When a deadly sniper guns down several people in broad daylight without warning in Pittsburgh, the local authorities get a break and capture the unsuspecting assassin.  The local District Attorney tries to bully a confession out of their suspect, ex-Army sniper James Barr (Joseph Sikora of “Safe”), but Barr refuses to cooperate.  Instead, he asks them to contact Jack Reacher.  Before his case comes up for trial, Barr is badly beaten up in prison and his life hangs in the balance.  Out of nowhere, Jack Reacher materializes when everybody least expects him.
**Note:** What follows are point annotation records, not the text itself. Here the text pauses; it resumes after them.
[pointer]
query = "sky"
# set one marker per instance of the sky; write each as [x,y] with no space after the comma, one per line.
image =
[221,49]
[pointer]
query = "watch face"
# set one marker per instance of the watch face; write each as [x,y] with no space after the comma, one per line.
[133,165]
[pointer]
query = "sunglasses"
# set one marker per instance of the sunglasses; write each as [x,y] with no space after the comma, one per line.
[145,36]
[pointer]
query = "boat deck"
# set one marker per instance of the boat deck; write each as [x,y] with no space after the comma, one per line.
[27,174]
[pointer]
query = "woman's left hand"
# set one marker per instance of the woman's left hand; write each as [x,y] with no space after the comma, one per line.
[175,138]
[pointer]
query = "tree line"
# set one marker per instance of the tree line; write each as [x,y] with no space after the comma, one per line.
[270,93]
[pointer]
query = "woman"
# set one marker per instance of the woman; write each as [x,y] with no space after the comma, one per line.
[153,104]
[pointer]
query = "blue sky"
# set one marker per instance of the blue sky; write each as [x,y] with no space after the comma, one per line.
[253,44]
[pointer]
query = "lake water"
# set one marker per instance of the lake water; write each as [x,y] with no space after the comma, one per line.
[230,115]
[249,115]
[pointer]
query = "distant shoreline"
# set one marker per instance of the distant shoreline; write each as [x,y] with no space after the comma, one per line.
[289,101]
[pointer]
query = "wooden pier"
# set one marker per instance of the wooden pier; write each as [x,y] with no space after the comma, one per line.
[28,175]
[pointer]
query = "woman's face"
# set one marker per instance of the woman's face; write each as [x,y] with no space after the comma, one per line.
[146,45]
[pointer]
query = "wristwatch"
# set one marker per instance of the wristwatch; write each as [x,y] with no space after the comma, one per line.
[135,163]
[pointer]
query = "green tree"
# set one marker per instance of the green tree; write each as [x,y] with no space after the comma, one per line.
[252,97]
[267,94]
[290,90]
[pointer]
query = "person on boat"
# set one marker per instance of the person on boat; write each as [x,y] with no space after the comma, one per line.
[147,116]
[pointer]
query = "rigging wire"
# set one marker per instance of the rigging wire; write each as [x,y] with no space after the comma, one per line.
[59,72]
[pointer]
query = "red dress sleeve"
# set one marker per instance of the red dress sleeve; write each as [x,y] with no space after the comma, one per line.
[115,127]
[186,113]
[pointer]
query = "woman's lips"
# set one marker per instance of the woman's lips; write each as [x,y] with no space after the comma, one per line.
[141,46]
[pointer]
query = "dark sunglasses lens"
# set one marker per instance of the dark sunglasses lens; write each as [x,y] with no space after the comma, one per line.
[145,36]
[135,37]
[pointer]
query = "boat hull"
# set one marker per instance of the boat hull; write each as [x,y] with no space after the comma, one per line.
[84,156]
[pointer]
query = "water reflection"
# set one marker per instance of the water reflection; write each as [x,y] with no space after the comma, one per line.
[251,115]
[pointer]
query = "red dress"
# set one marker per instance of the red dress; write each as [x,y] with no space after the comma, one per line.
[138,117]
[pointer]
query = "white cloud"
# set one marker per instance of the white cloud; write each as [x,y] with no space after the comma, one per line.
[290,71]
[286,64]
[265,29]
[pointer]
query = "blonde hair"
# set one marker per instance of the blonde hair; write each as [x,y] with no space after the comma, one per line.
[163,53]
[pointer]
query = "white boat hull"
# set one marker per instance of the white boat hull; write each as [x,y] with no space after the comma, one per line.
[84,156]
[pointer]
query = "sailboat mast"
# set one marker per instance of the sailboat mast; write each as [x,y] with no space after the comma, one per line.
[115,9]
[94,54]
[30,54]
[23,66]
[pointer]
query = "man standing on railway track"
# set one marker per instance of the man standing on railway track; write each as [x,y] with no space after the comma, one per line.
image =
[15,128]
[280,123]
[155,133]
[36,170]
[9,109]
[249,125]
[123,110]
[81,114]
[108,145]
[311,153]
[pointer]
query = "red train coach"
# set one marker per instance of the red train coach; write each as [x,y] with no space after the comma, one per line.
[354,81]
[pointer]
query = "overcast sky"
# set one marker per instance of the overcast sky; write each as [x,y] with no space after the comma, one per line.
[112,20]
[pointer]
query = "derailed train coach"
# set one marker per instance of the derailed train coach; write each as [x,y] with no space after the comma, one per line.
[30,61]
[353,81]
Moments as coincidental as these made me roll my eyes.  Reacher discusses the case with the D.A., and later with Barr’s attorney, Helen Rodin (Rosamund Pike of “Die Another Day”), who has taken the case against her father’s stern advice.  Repeatedly, Reacher assures both Helen and the D.A. that he is not a defense witness.  He explains to Helen that Barr left the Army after going on a shooting spree when he didn’t have a chance to rack up any kills in his overseas combat zone.  The more that Reacher investigates the shootings, the more he comes to believe that Barr is a patsy.  Nothing that the real shooter did corresponds with anything that Barr would have done as a trained sniper.  Before it is over with, our hero reexamines the casualties of the massacre and finds the answer to a cover-up that looks like it goes into the highest levels of law enforcement in Pittsburgh, i.e., the Office of the District Attorney. 

Make no mistake, “Jack Reacher” isn’t a high-octane actioneer, but it is both believable and reasonably complex.  McQuarrie keeps our trim, clean-cut hero jumping through flaming hoops throughout most of the action.  An exciting, urban car chase and a no-nonsense street fight enliven the action when a variety of characters aren’t conferring over the business at hand.  Among film geeks, Christopher McQuarrie is known as the guy who wrote the classic thriller “The Usual Suspects.”  Not only did McQuarrie not adapt Lee Child’s crime thriller about a mysterious “Lone Ranger” type who spurns all twenty-first century conveniences to solve crime, but he also directed it.  McQuarrie proves once again that he is a better writer than a director.  Some scenes play better than others.  The supporting cast, including Richard Jenkins as the District Attorney and David Oyelowo as a Pittsburgh detective, are good.  “Jack Reacher” is worth seeing at least once in a movie theater.

Tom Cruise discusses the case with Rosamund Pike while Lee Child, making a cameo as a Pittsburgh policeman, watches them.